I know how frustrating this is Benjy. Sorry to add to it. 

Just happened again. The link is supposed to be English Only, but it is http://forum.wordreference.com/null. I guess it's the "null" part, huh? </feeble humor> 

It's a 404 error, and just in case there is something here that your programmer's eyes see and mine don't:
*Not Found*

 The requested URL /null was not found on this server.
  Apache/2.0.59 (Unix) PHP/5.2.5 Server at forum.wordreference.com Port 80


----------



## Benjy

Wow. That's not what I was expecting at all, haha.
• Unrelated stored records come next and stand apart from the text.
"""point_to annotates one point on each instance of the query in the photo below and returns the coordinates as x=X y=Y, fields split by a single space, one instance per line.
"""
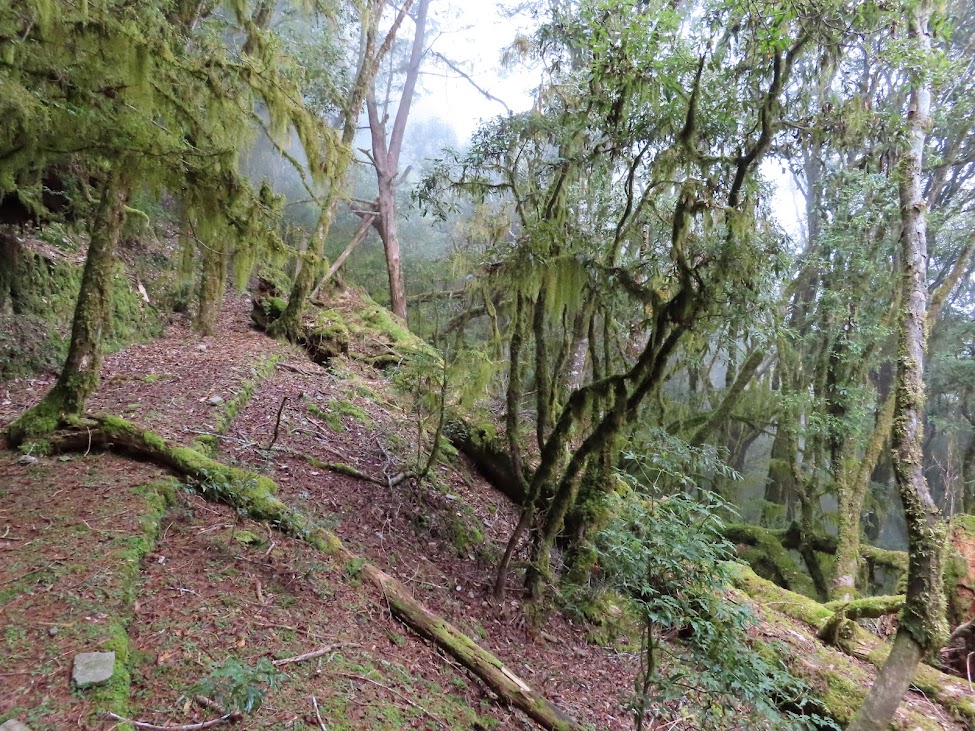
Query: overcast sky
x=473 y=35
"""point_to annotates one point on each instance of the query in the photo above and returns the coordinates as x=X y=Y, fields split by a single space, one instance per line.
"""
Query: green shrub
x=665 y=552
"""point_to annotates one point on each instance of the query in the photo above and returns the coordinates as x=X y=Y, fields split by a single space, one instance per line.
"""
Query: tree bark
x=385 y=159
x=82 y=368
x=289 y=324
x=253 y=495
x=922 y=626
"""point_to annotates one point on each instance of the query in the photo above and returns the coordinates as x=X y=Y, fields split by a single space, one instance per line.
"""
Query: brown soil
x=215 y=587
x=185 y=590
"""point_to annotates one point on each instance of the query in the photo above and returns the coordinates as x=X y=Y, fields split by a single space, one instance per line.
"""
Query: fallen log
x=949 y=692
x=489 y=457
x=254 y=496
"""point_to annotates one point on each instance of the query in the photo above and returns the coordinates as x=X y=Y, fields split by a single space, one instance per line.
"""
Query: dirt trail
x=197 y=585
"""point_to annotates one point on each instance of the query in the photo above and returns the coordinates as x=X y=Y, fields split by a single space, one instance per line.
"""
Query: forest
x=650 y=405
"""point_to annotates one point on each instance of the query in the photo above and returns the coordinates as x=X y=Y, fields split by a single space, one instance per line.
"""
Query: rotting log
x=254 y=495
x=949 y=692
x=839 y=629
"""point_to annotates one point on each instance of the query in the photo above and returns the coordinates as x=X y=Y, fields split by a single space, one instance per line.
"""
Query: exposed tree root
x=770 y=553
x=949 y=692
x=840 y=629
x=254 y=495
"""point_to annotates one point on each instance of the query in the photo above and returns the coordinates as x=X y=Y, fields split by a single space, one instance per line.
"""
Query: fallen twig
x=295 y=369
x=321 y=723
x=188 y=727
x=395 y=692
x=277 y=423
x=307 y=656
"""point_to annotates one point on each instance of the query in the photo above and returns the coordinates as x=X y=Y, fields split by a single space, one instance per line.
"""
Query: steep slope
x=192 y=596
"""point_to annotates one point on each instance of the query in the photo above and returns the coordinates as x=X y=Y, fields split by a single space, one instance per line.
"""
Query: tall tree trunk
x=385 y=158
x=851 y=492
x=82 y=368
x=922 y=626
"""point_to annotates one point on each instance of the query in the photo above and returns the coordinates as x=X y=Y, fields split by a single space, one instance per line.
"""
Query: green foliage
x=239 y=688
x=666 y=553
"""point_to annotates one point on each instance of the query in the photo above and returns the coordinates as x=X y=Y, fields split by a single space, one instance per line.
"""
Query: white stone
x=93 y=668
x=13 y=725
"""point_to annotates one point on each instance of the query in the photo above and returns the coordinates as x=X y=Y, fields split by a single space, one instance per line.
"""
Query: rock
x=93 y=668
x=13 y=725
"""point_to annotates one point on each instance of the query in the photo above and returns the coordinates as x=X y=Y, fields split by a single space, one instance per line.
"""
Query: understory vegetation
x=707 y=303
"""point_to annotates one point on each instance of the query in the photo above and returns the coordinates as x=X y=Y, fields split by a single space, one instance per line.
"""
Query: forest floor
x=99 y=552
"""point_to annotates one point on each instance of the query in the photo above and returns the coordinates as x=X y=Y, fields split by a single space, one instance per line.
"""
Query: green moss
x=234 y=406
x=38 y=421
x=769 y=558
x=464 y=535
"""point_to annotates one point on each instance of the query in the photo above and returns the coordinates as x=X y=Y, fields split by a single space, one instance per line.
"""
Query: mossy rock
x=326 y=337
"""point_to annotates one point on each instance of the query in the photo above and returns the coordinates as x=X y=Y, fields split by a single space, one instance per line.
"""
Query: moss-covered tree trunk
x=385 y=158
x=922 y=627
x=854 y=481
x=82 y=368
x=289 y=324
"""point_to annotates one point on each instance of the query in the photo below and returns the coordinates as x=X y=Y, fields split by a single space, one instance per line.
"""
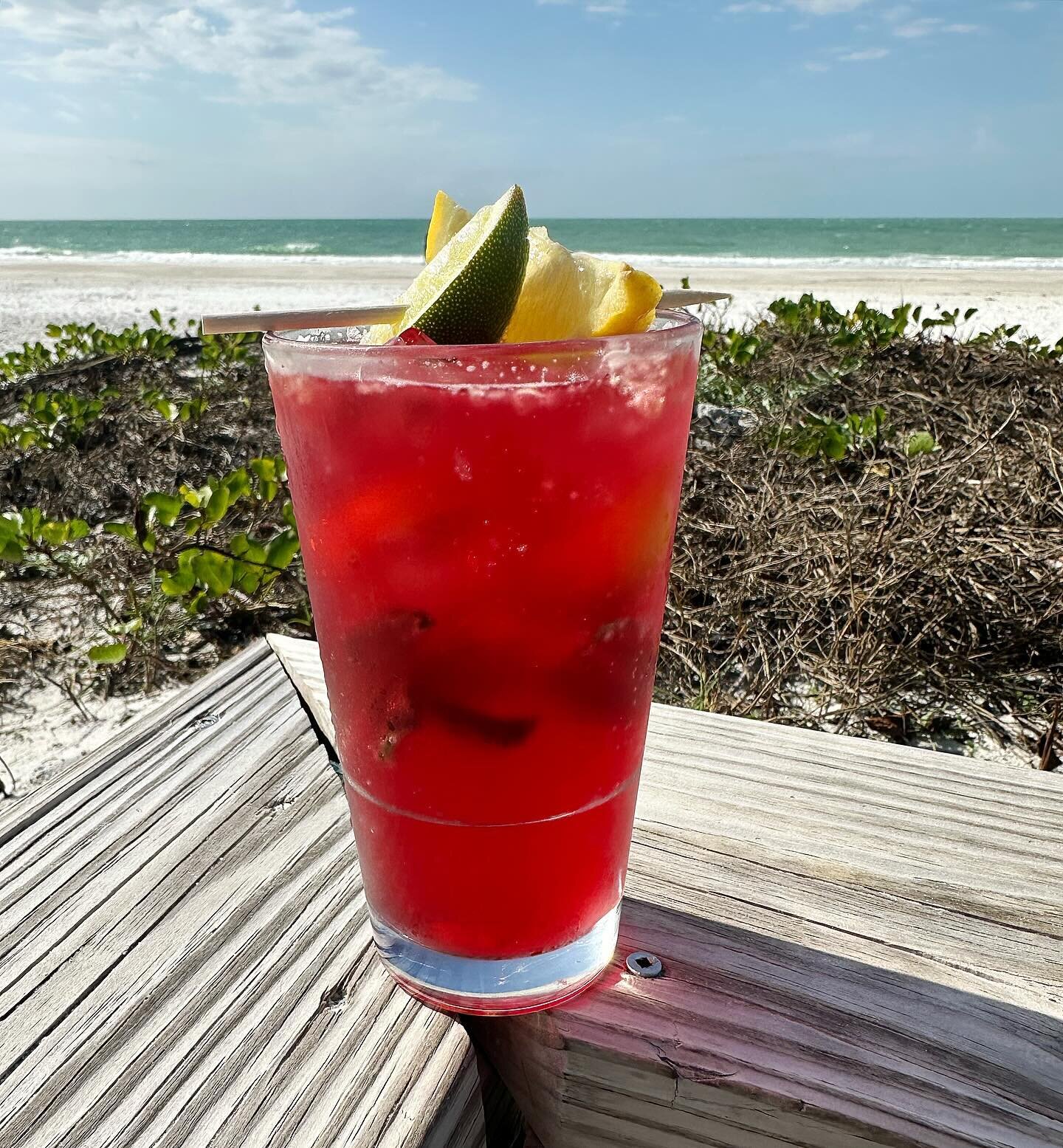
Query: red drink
x=487 y=533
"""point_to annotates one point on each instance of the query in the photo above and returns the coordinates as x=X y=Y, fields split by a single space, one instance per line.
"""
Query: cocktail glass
x=487 y=532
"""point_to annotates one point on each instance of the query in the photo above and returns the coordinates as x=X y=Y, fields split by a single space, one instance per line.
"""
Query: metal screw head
x=644 y=964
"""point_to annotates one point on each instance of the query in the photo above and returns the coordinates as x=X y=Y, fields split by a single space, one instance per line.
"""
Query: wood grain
x=185 y=954
x=861 y=945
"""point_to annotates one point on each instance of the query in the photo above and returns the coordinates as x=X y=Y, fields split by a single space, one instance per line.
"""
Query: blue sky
x=281 y=108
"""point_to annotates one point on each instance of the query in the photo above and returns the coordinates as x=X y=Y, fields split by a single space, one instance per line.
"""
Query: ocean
x=957 y=244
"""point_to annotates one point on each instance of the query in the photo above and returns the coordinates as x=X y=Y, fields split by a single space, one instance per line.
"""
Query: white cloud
x=932 y=25
x=260 y=51
x=866 y=54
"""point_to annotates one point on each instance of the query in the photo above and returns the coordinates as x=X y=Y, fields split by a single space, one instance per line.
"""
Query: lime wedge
x=467 y=293
x=565 y=294
x=448 y=219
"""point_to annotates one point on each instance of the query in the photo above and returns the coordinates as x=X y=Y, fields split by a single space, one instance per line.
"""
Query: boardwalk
x=861 y=946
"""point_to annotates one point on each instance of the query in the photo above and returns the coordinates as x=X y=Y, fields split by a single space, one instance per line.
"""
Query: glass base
x=492 y=988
Ok.. now this is where I get to annoy you: could you try and remember the sequence of jumps you did to get it to do that? Because I have tried my hardest to confuse the script and I just *can't* recreate the bug.


----------



## Nunty

Yikes. OK, I'll give it a shot tomorrow if you tell me what "a sequence of jumps" is. For now, I'm going to bed. Night-night.


----------



## Benjy

Sorry for not being more clear, I meant last few pages you visited before you got the error. I guess looking at your browser history would probably be enough. Basically somehow you have found a page where the script can't work out what page you are on, so it's returning null instead of an address. I am quite impressed


----------



## mkellogg

Sister, you, as well as all of the moderators, were testing an earlier version of the script, and so you might have links that no longer work.   Please clear your WordReference forums cookies if you can.


----------



## cuchuflete

Just to add to the fun, the English Only link works for me, and I haven't cleared WRF cookies in weeks.  Sister is special.  But you knew that.


----------



## ewie

Works fine for me, Benjy. I tossed my cookies only about three days ago.
I hadn't even noticed them, but I rarely go to the very bottom of the page.


----------